David Horowitz slammed Biden’s remark as a “monstrous lie.” The evidence supports him.
Are white people a threat to safety? The latest FBI statistics reveal that blacks, who are 12.5% of the population, comprise 58% of all murder arrests and 40% of all violent crimes. In New York City, whites are 33% of the population but account for only 2% of shootings. Blacks, who are 23% of the population, commit 75% of all shootings.
Christian Picciolini was a leader in the skinhead movement for a quarter century, so he should know who the white supremacists are. “It’s the average American. It is our mechanics, it’s our dentists, it’s our teachers, lawyers, doctors, nurses and unfortunately that’s the way it’s turned into the last 30 years.”
What is really unfortunate is the bigoted swipe at virtually every white person. If what he said were true, then, to take one index, we should expect that the rate of violent crimes committed by whites would be very high, but it isn’t. That’s because the “average American” is not a white supremacist.
New York Times columnist Charles Blow is also guilty of making wild generalizations. In his piece on August 16, he says that the latest census figures are “terrifying” for “white nationalists.” He does not explain who these people are, nor does he provide a scintilla of evidence that the “white power acolytes”—whoever they are—are terrified about the census.
The Anti-Defamation League (ADL), which was founded to combat anti-Semitism, but has more recently evolved into a left-wing activist organization, is leading the way with charges of white supremacy killings.
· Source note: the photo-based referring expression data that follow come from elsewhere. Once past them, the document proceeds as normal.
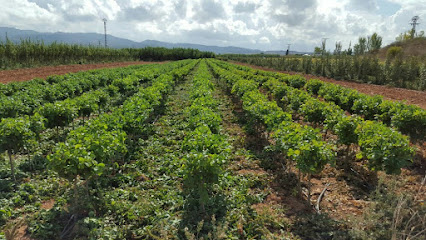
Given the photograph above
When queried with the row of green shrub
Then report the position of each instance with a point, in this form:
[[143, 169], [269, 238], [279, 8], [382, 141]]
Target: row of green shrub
[[408, 73], [28, 53]]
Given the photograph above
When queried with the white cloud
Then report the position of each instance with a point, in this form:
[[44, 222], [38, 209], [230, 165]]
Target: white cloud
[[262, 24]]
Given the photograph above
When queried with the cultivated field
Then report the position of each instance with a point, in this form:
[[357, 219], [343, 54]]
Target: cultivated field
[[205, 149]]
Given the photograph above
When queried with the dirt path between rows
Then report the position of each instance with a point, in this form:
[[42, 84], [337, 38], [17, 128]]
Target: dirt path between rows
[[25, 74], [391, 93]]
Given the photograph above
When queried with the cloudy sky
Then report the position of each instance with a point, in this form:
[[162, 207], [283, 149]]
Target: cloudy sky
[[258, 24]]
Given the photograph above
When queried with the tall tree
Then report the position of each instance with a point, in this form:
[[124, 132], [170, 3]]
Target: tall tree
[[374, 42], [338, 49], [361, 46]]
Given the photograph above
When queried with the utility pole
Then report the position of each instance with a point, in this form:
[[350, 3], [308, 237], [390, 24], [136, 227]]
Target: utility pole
[[105, 31], [324, 42], [288, 49], [414, 23]]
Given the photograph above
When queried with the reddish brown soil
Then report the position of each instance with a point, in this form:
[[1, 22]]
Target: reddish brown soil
[[391, 93], [25, 74]]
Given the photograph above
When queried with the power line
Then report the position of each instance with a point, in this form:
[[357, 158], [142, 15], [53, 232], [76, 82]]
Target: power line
[[414, 23], [105, 31], [324, 42]]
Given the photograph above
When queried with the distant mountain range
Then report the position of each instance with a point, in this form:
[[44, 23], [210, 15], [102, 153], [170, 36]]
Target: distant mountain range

It offers as an example of white supremacist violence the shootings at a Parkland, Florida high school, the Tree of Life synagogue killings in Pittsburgh, the shootings at the Poway Chabad in California, and a violent attack at a Walmart in El Paso, Texas.
The ADL’s analysis is sophomoric and misleading.
Nikolas Cruz, 22, killed 17 and wounded 17 others at Marjory Stoneman Douglas High School in Parkland in 2018. He had been expelled from the school for disciplinary reasons and was a known racist, but he was not active in white supremacist organizations. When he was jailed, he attacked an officer.
In 2018, Robert Bowers entered the Tree of Life Synagogue and yelled “All Jews must die” as he opened fire on the congregants. When the National Council of Jewish Women issued a statement about the deadliest attack on the Jewish community in American history, they cited his anti-Semitism but said not a word about him being a white supremacist.
The Poway synagogue shootings in 2019 were committed by John Earnest, a young man who hated Jews and Muslims. The San Diego ex-nurse, who killed one woman, had no criminal record and had no connection to any white supremacist group.
Patrick Crusius killed 22 people at a Walmart in El Paso in 2019. He said his target was “Mexicans.” He was known for his anti-Mexican rants and most of those whom he killed had Spanish surnames.
These four tragedies were the work of very sick men, all of whom were bigots. But if we are to call every white racist shooter a white supremacist—when there is no evidence of ties to any such group—then we are not dealing with reality. Klansmen are white supremacists, and they are not your “average American.”
To be sure, there are violent white supremacists, but to slap the label “white supremacist” on every white bigoted thug is positively absurd. Those who do so are furthering a political agenda, and are not interested in telling the truth.